The skygarden can be traced back to the "Hanging Gardens of Babylon" which had multi-tiered landscaped terraces and a mechanical irrigation system. With the advent of passenger lifts, buildings have become taller and more common in the last 150 years, yet it wasn’t until the late 20th Century that skycourts took off, Ken Yeang’s IBM Tower in Malaysia being an early example. The flat roof top is the most obvious place to put in gardens, but skycourts – landscaped extra-large balconies on intermediate levels of modern skyscrapers – have become another important option.
The author elaborates on the usefulness of sky courts and sky gardens from many aspects: as a way to make high-rise high-density environment seem less crowded, to provide an arena for social interaction, as the vertical equivalents of streets and squares on the ground for high-rise buildings, as an environmental filter to improve the micro-climate around and inside tall buildings, to make people happier by tapping the into the innate human love of nature, as an opportunity to improve biodiversity in urban areas and as something that can help increase revenue for building owners.
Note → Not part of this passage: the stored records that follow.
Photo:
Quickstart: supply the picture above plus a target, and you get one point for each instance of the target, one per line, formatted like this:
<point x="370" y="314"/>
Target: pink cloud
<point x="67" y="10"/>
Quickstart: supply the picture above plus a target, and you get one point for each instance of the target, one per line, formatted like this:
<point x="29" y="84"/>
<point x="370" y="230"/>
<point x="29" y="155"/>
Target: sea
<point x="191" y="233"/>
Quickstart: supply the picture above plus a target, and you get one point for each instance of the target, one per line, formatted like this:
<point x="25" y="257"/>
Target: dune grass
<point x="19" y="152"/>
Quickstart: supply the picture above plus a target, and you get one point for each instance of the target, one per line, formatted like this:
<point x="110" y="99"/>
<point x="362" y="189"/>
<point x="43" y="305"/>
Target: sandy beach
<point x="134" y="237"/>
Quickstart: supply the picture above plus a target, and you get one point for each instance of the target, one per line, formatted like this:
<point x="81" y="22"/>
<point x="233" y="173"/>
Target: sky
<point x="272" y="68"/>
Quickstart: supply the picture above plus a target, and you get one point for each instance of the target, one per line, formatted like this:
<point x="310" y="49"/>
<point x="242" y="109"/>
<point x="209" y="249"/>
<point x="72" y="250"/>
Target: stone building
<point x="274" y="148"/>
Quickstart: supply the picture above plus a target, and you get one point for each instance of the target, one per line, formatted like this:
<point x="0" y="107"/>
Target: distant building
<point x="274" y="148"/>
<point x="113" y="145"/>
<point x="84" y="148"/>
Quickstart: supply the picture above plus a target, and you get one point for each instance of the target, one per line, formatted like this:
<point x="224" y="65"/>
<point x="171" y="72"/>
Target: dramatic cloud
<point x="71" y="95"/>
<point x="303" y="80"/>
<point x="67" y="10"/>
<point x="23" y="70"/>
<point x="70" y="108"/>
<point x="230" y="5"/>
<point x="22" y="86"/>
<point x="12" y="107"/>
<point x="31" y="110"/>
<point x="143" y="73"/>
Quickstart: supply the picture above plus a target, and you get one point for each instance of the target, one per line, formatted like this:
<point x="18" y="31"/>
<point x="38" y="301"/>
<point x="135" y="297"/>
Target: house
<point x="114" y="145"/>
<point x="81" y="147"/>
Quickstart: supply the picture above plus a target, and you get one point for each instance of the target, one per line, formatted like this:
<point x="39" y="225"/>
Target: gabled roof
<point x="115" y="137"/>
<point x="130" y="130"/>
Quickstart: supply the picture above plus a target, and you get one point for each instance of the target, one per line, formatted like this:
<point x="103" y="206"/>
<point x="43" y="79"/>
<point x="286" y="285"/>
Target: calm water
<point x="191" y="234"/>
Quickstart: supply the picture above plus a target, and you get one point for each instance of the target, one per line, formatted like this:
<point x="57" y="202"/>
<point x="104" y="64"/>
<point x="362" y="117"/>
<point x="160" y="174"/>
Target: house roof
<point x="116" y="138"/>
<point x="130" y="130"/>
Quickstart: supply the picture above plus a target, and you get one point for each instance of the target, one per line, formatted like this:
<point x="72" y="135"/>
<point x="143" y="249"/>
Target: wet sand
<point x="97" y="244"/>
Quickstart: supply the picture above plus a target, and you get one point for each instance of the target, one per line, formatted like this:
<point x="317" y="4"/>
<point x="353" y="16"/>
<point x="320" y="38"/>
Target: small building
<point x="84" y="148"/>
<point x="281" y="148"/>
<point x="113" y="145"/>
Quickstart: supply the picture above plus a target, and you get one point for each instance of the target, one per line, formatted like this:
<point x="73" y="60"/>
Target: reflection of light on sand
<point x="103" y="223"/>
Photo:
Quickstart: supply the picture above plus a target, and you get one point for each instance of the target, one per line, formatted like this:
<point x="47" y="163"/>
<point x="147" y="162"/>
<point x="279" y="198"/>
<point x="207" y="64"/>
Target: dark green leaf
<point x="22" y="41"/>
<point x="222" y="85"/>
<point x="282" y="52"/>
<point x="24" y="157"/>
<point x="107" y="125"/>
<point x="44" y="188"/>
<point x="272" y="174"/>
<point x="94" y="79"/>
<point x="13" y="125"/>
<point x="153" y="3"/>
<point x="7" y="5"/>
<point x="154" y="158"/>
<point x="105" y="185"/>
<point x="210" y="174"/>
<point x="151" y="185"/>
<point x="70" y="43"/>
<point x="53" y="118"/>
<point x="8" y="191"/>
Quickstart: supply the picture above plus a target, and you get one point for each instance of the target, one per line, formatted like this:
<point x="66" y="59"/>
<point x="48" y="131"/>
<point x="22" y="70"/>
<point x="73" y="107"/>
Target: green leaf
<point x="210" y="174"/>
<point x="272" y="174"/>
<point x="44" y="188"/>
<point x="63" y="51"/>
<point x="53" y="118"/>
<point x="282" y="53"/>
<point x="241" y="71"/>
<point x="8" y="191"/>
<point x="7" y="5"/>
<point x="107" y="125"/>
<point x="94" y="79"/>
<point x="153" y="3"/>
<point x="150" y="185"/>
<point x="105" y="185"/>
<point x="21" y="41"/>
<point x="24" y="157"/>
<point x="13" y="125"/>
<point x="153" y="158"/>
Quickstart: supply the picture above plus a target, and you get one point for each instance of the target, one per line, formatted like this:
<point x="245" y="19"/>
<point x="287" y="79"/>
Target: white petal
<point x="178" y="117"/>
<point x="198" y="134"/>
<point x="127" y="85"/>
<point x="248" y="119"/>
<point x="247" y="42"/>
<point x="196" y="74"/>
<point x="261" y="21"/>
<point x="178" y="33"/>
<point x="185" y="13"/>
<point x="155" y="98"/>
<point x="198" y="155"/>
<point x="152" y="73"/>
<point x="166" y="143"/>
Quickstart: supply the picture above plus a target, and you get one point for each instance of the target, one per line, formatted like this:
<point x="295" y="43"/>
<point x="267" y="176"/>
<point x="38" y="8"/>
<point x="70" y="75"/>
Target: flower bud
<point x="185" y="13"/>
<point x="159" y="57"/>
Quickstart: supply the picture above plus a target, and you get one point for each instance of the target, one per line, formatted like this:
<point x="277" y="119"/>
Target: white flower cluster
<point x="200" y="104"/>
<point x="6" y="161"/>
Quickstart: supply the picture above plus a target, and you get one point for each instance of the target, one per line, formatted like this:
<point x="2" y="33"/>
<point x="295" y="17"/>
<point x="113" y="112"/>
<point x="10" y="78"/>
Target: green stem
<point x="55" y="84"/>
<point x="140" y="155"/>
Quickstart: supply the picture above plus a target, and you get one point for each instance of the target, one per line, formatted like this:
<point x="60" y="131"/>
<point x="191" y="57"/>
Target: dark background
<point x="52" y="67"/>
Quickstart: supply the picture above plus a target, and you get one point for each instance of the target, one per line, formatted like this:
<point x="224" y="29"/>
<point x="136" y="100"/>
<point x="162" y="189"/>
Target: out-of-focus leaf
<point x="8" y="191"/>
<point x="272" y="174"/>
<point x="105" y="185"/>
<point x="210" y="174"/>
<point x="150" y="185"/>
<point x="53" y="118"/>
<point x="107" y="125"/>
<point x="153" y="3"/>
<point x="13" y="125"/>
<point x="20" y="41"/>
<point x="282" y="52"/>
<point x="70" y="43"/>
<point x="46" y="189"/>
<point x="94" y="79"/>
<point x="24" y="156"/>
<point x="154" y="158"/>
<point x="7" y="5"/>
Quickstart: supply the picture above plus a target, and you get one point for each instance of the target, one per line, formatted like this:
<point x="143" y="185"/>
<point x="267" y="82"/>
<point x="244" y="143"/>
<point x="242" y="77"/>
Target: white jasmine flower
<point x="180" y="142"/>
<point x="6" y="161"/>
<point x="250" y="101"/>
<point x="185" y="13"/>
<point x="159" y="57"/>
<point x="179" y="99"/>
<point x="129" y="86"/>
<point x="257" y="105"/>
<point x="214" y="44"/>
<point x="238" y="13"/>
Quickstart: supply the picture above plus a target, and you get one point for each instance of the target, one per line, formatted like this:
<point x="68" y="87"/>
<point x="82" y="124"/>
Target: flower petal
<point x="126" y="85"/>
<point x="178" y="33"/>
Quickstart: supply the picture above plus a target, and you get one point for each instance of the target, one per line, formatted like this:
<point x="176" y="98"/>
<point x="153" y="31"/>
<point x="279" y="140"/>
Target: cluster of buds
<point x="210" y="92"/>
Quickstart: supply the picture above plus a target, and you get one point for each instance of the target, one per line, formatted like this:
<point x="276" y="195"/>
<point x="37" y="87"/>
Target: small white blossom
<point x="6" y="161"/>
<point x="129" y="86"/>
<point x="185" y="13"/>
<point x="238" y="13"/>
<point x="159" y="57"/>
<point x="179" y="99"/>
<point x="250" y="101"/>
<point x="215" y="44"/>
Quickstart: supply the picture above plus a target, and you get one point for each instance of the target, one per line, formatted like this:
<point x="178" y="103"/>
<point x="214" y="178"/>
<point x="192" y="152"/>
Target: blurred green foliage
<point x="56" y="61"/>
The middle sections of the book contains a very interesting range of case studies, categorized into built examples, those under construction, those still on the drawing board and a collection of futuristic work by students and academics. They exhibit a diverse menu of ways skygardens and skycourts can be added to tall buildings; with a strong hint that even more innovation will emerge.
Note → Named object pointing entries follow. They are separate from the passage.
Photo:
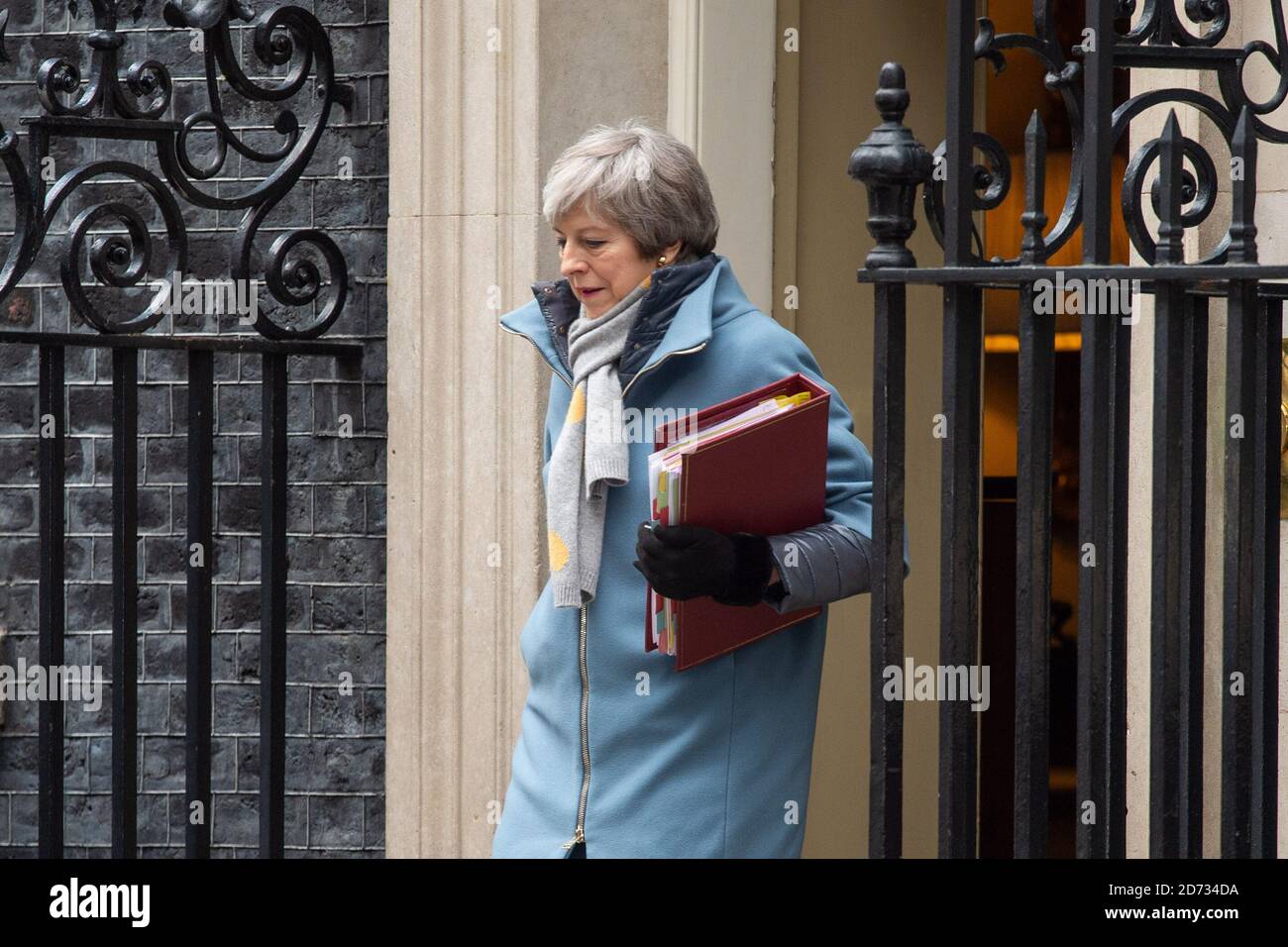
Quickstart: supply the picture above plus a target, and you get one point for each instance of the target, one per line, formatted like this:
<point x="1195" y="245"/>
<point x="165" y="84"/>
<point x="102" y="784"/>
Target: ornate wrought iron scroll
<point x="128" y="106"/>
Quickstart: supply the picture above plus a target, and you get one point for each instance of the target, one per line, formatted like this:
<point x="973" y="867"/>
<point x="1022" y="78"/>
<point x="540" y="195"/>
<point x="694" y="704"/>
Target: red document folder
<point x="768" y="478"/>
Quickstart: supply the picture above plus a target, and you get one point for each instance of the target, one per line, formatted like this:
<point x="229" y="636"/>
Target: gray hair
<point x="644" y="180"/>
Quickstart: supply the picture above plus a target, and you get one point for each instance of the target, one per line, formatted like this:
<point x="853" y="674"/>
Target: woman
<point x="618" y="754"/>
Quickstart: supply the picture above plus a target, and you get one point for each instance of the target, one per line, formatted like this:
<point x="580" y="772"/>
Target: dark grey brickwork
<point x="336" y="594"/>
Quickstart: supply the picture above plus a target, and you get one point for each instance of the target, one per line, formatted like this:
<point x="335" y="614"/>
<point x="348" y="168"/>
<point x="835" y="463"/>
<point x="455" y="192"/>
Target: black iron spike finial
<point x="1034" y="219"/>
<point x="1170" y="183"/>
<point x="1243" y="188"/>
<point x="890" y="163"/>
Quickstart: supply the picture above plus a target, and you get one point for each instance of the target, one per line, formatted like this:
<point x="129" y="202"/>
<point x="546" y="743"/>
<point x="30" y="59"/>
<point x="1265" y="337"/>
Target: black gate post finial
<point x="890" y="163"/>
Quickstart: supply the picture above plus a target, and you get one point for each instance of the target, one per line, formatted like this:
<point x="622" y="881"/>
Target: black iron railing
<point x="893" y="165"/>
<point x="128" y="107"/>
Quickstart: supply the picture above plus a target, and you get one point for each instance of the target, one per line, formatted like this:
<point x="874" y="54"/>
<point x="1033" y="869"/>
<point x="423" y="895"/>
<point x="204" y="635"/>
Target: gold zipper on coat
<point x="660" y="361"/>
<point x="553" y="367"/>
<point x="580" y="834"/>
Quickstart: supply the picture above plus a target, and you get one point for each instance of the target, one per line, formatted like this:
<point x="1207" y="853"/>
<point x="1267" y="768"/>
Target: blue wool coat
<point x="713" y="761"/>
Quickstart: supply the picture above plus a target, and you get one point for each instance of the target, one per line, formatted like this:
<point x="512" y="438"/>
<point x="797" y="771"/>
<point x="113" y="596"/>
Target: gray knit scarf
<point x="591" y="453"/>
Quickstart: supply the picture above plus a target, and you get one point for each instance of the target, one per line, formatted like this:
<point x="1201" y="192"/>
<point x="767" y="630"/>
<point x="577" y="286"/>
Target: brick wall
<point x="336" y="499"/>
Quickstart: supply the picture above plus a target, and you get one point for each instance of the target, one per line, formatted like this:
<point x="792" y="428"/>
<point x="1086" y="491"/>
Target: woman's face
<point x="600" y="262"/>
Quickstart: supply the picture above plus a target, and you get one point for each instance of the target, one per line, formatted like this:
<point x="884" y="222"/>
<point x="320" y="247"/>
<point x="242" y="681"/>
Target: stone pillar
<point x="1273" y="195"/>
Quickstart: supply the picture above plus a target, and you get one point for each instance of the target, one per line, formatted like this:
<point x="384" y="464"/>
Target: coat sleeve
<point x="831" y="560"/>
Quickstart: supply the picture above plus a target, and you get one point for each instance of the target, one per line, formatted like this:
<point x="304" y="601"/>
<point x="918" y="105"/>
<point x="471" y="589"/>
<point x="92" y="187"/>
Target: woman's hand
<point x="683" y="562"/>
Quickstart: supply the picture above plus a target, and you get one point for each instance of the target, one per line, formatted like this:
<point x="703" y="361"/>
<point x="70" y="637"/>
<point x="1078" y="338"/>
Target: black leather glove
<point x="683" y="562"/>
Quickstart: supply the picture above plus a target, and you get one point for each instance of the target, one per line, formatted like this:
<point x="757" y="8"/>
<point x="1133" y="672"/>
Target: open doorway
<point x="1012" y="97"/>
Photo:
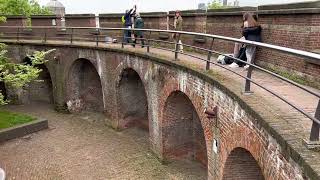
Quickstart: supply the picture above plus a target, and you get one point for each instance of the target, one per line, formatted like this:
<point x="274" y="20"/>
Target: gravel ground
<point x="80" y="146"/>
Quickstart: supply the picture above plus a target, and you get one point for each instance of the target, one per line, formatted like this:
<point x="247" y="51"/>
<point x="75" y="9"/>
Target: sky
<point x="119" y="6"/>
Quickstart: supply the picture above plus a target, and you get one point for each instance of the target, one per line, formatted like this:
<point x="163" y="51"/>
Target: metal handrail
<point x="314" y="135"/>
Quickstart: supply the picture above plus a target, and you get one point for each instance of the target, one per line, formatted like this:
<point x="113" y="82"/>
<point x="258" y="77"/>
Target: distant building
<point x="202" y="6"/>
<point x="225" y="2"/>
<point x="236" y="3"/>
<point x="56" y="7"/>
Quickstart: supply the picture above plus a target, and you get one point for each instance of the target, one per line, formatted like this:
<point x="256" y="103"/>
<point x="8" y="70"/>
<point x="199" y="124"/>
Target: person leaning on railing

The book concludes with the author’s recommendations on the way forward. The most interesting among them: that just as the segregation of use by zoning in city planning is being challenged, the same logic should be extended vertically so that tall buildings should contain within them a mix of residential, social and commercial uses; that the utilitarian treatment of circulation space in tall buildings should make way to a more generous approach, taking into account the social functions that the spaces can serve; that new ways to increase density without removing existing structures should be explored.
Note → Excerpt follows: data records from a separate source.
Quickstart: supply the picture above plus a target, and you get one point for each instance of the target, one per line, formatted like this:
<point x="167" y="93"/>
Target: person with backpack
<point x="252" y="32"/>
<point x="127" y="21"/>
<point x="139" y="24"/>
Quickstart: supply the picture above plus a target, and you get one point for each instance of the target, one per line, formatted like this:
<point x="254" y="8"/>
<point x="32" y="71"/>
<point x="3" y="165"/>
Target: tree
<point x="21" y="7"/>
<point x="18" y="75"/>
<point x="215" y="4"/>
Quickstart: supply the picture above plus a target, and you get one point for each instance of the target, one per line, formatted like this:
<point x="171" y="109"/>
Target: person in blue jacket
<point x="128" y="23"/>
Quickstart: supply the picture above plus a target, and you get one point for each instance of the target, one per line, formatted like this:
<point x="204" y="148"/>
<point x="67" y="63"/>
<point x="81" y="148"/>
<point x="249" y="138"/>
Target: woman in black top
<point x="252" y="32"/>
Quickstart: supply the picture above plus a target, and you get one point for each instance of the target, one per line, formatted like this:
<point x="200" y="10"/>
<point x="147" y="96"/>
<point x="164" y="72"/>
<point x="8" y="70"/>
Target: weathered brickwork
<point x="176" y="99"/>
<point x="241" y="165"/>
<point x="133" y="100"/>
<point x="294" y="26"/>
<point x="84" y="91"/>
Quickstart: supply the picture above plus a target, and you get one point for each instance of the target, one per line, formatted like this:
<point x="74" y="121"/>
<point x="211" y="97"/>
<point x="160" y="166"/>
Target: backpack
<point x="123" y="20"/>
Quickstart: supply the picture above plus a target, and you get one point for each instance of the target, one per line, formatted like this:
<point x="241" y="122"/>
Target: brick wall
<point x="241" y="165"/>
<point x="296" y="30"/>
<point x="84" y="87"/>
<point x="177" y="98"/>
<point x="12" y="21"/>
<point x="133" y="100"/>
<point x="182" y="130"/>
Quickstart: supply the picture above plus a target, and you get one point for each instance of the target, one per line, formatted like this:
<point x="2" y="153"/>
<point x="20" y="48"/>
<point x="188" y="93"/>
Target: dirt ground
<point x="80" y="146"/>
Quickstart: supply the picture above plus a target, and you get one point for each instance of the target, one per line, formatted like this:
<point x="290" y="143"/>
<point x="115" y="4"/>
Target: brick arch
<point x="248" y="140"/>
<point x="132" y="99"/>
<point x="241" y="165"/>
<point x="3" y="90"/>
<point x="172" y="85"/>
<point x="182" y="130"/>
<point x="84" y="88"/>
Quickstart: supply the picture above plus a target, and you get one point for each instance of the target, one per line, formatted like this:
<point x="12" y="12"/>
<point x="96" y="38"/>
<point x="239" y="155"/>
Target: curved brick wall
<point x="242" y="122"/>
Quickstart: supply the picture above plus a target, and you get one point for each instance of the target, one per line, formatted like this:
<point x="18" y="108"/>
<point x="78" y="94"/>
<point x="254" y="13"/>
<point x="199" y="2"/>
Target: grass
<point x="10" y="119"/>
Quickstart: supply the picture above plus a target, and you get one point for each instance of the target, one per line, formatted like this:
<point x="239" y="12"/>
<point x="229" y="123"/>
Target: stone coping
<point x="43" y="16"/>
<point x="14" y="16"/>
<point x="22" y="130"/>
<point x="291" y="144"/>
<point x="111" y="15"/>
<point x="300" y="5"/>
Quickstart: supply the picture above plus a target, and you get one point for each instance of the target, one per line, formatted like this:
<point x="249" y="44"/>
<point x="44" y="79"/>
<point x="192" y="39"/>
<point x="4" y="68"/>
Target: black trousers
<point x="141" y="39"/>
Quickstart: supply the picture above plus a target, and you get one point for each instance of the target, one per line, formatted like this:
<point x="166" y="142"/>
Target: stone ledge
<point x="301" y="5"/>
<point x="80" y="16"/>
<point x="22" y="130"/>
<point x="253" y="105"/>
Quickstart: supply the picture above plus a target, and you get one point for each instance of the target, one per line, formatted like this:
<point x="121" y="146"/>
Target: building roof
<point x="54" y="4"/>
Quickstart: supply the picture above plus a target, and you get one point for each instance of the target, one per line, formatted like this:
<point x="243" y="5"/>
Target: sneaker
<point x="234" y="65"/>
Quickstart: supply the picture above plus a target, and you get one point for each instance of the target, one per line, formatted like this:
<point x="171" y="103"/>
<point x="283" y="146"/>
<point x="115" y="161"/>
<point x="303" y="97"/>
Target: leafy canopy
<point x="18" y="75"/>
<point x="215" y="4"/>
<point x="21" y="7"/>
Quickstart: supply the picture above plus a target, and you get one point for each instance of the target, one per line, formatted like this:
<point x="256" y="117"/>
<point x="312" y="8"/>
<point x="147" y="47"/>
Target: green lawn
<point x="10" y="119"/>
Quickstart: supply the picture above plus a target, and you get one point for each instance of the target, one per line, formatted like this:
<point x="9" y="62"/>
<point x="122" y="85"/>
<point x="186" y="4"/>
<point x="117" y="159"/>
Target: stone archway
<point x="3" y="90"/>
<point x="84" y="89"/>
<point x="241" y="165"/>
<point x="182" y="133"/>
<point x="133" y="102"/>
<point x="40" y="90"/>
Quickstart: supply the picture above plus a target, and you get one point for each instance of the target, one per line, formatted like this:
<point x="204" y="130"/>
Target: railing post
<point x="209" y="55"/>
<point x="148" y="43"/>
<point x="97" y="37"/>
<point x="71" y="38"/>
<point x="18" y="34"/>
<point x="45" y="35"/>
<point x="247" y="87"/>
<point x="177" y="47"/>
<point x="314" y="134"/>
I believe that as tall buildings proliferate around the world, sky gardens and skycourts appear destined to becoming a more common feature. Architects, city-planners, developers and academics who are interested in the future of skygardens and skycourts in high-rise design do not have a wide choice of books to choose from. Prominent architect, Ken Yeang, has long argued for them in his books – the most recent and relevant one being “Eco-Skyscrapers II” published in 2011 which documents his latest works and thinking (he also wrote the forward to this book). “Vertical Garden City, Singapore” by Tan Puay Yok in 2014, chronicles the impressive strides made in in the city-state in extending greenery to the upper reaches of tall buildings. Compared with these two excellent books, Pomeroy’s gives a wider overview of the field, providing a broader range of arguments and examples, more ready to become a text-book for an architectural trend that in my opinion is poised to become mainstream.